I advertised my project with Hungarian cultural groups in and around Toronto. I was not sure how much interest I would receive, as the Hungarian Revolution has been well-documented, especially in Canada, which accepted nearly 40,000 Hungarian refugees. I received many responses, however, and ended up speaking with nineteen people, most of whom had never been formally interviewed. Our conversations varied depending on the person. I wanted my interviewees to have a lot of agency in their narratives and what they chose to share with me. We usually began by talking about their memories of the Revolution, but inevitably the conversation evolved into much more. The other details they shared, from their lives in Hungary and in Canada, allowed me to understand how a historical event is experienced by many different people – and how one person’s experience of that event can evolve over a lifetime.

What was it like doing an oral history project during a pandemic?

My interviews occurred right as the third wave was peaking in Ontario and we were under strict lockdown. While I would have preferred to meet people in their living rooms over a cup of coffee, I was grateful that we were a year into the pandemic, as everyone was comfortable using Zoom and other virtual platforms. I was impressed by how much connection and personality can still be conveyed over the internet – I spoke to some of my interviewees for hours at a time, and their stories were so compelling that I often forgot that we were not meeting in person. In a way, the strangeness of virtual communication broke the ice and was very intimate. I was interviewing a former Hungarian Olympic gold medalist when my building’s fire alarm started screeching. She just laughed and told me to call her back.

It was also wonderful to do oral history during the isolation of the pandemic. It brought me a sense of connection, and I could shut out the COVID news and just be present with my interviewees and their stories.

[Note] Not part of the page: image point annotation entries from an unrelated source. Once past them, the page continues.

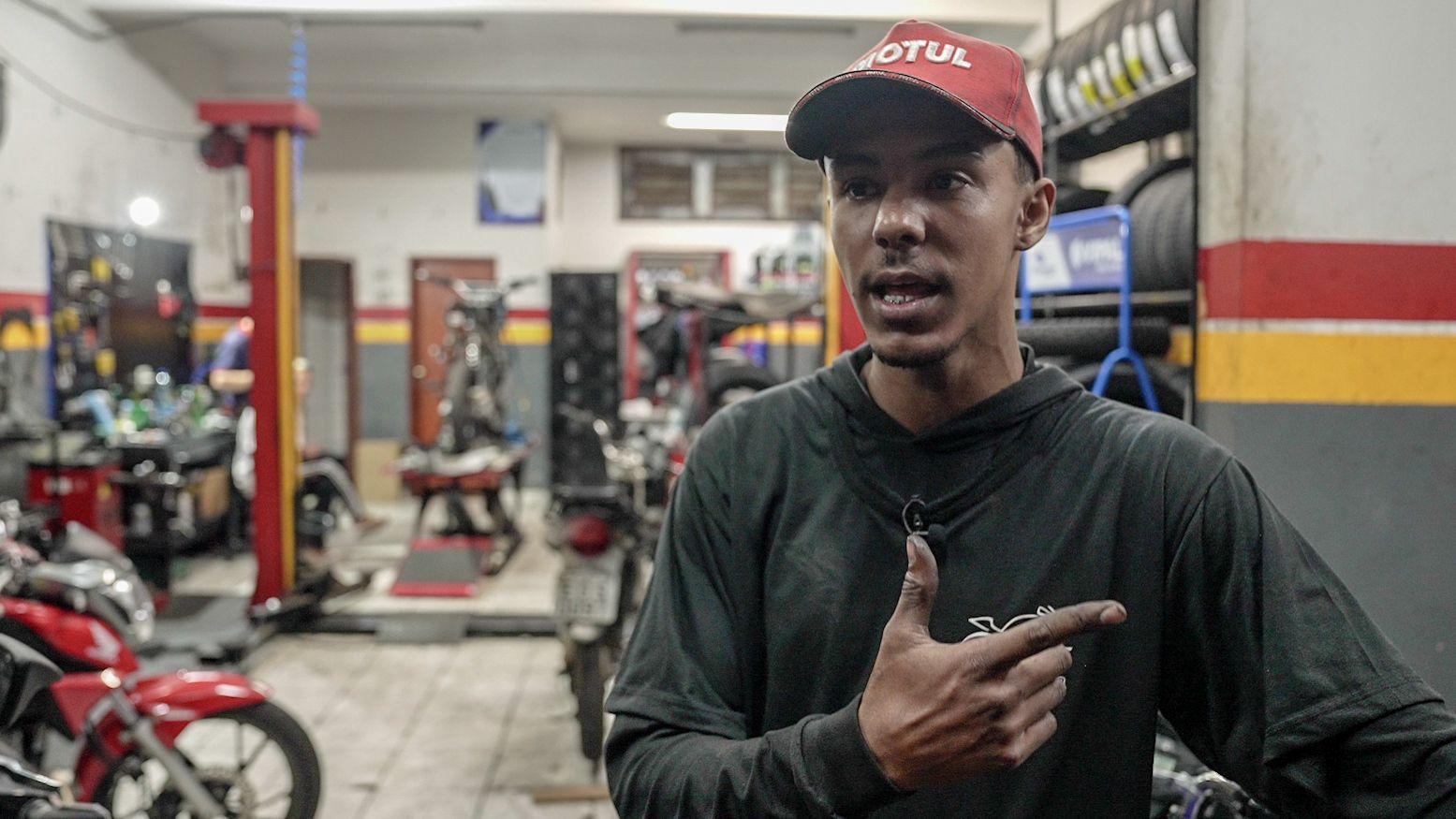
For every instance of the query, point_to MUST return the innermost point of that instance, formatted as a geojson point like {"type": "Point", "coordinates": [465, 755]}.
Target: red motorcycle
{"type": "Point", "coordinates": [196, 745]}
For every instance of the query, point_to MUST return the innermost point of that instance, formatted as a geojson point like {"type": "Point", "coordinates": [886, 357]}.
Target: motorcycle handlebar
{"type": "Point", "coordinates": [467, 290]}
{"type": "Point", "coordinates": [44, 811]}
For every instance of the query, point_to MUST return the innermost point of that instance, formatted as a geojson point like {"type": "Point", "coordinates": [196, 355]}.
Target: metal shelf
{"type": "Point", "coordinates": [1162, 108]}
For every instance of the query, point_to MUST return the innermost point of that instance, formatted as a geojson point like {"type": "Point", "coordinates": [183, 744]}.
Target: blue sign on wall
{"type": "Point", "coordinates": [1082, 252]}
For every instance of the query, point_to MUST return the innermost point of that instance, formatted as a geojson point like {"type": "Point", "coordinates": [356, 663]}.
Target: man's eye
{"type": "Point", "coordinates": [947, 181]}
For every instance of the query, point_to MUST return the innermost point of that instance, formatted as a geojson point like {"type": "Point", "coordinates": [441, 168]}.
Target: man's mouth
{"type": "Point", "coordinates": [897, 290]}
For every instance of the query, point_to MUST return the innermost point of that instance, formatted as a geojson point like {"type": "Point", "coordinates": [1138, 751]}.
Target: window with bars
{"type": "Point", "coordinates": [663, 183]}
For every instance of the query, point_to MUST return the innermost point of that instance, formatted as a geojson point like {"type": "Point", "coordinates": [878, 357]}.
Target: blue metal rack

Why do you think it is important to include emotion in scholarship?

I did not set out explicitly to write a paper about emotions, so when I began my research, I was not very familiar with the scholarship on the history of emotions. There is a lot of scholarly debate about what constitutes an emotion and what role emotions should play within historical analyses. Very often, my interviewees stressed the difference between their lived experience and what they read in history books. One man, who worked as a math teacher after coming to Ontario, told me that he once became enraged while reading a Canadian high school history textbook because he felt that it completely misrepresented the Hungarian Revolution and what he had witnessed first-hand as an eighteen-year-old in Budapest. I found this idea very powerful and wanted to try to bridge the gap between official history and lived experience. As I listened to people’s stories, I felt that emotions – and emotional memory – were a crucial part of their experiences that were so often left out of scholarship.

What is next for you?

During my time at CERES, I really fell in love with research and writing, and I am planning to apply to PhD programs this year or next. I have also been happy to discover connections between my musical background and academia. Rehearsing music and conducting academic research are both about searching for new ways to approach something – to find new angles, perspectives, questions, and interpretations. They also both require discipline and creativity to dig into the same thing day after day. I am excited to continue using these skills that I practised as a musician in my new life in academia.